People wearing cold-weather clothing stand in a long line leading to a fence next to a stadium.

Refugees from Ukraine wait for Polish national identification numbers in front of the National Stadium in Warsaw March 19. (Maciek Jazwiecki/Agencja Wyborcza.pl via Reuters)

“I never thought we had that in us,” a Polish student told The New York Times of these developments. “No one knew we could be mobilized like that.”

The same developments angered a Kremlin that finds few allies in its alleged attempt to “denazify” Ukraine, whose president is Jewish and whose family perished in the Holocaust. On the contrary, nations that have rebelled against Russian influence see little reason to help an effort that may turn against them in the future.

Still, Putin has made it clear that he believes Russia needs to re-establish itself as a regional superpower. Last year he published a 5,000-word article titled “On the Historical Unity of Russians and Ukrainians,” which portrayed Ukraine as an artificial construct due to its long history with Russia. He could arguably apply the same revisionist logic to justify the conquest of other Slavic nations of the ex-Soviet bloc – like Poland – even at the cost of sparking a broader European conflict.
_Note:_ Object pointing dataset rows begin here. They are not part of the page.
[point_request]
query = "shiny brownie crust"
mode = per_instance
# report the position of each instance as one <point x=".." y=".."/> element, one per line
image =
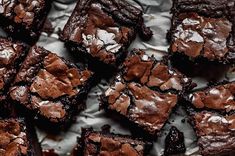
<point x="211" y="112"/>
<point x="100" y="143"/>
<point x="50" y="87"/>
<point x="24" y="19"/>
<point x="12" y="55"/>
<point x="18" y="138"/>
<point x="145" y="91"/>
<point x="101" y="32"/>
<point x="203" y="30"/>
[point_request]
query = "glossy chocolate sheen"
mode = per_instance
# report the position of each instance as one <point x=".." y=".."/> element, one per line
<point x="219" y="97"/>
<point x="145" y="91"/>
<point x="13" y="138"/>
<point x="102" y="32"/>
<point x="11" y="55"/>
<point x="24" y="16"/>
<point x="207" y="7"/>
<point x="201" y="36"/>
<point x="147" y="71"/>
<point x="203" y="29"/>
<point x="96" y="143"/>
<point x="49" y="84"/>
<point x="215" y="133"/>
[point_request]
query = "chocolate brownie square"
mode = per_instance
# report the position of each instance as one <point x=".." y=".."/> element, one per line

Nevertheless, Poland’s defiance has visibly tormented the elites in the Kremlin. “Sooner or later they will understand that hatred of Russia does not strengthen society, does not contribute to prosperity and peace,” Medvedev wrote in his bitter Telegram post, one of his first in a network widespread in Russia and Ukraine.

Much like Putin during the war with Ukraine, Medvedev engaged in the revisionist history that made Russia both a hero and a victim. He noted that it was the Red Army that drove Adolf Hitler out of Poland, but ignored the fact that Hitler and Soviet dictator Joseph Stalin had agreed to divide Poland before the Nazi invasion. In 1940, Soviet security services murdered more than 20,000 Polish officers and intellectuals in what later became known as the Katyn massacre.

Black and white image from above of a mass grave in a clearing with dozens of people in long coats and hats or military uniforms standing by while two people hold a stretcher halfway into a large hole in the ground.

corpses in a mass grave. The Katyn massacre of 1940 was perpetrated by the USSR political police on thousands of Poles in Russia. (Kok-Lochon/Gamma-Rapho via Getty Images)

Later, after World War II, Poland suffered decades of oppression under Soviet rule. As in Ukraine, the lack of geographical distance made the exercise of autonomy almost impossible, although the solidarity movement of the 1980s proved to be one of the strongest anti-authoritarian forces challenging the Kremlin.

Ukraine experienced similar devastation at the hands of Russia both before and after World War II. But in its recent attempts to regain influence in Eastern Europe, the Kremlin has launched a campaign of falsehoods and complaints reminiscent of Soviet propaganda in its exaggerated inaccuracies.

“History is now being redrawn, monuments are being destroyed,” Medvedev lamented on Telegram.

Poland borders Ukraine but, unlike Ukraine, is a member of NATO. If Putin were to attack Poland, NATO’s collective defense clause would require a military response from much of Europe and the United States. Given how badly the Ukrainian invasion went for Russia, such an attack doesn’t seem likely – but the Kremlin’s roar is nonetheless disturbing.

Dmitry Medvedev sits on a chair at a table in front of a backdrop with Russian writing.

Dmitry Medvedev, Deputy Chairman of the Russian Security Council, at a video conference on March 16. (Yekaterina Shtukina, Sputnik, Government Pool Photo via AP)

“We should take this seriously,” says the Ukraine expert Alina Polyakova, Head of the Center for European Policy Analysissaid Medvedev’s provocative post.

President Biden, who has promised to defend himself “every inch” of NATO territory with the US military, will visit Poland on Friday after meeting European leaders in Brussels.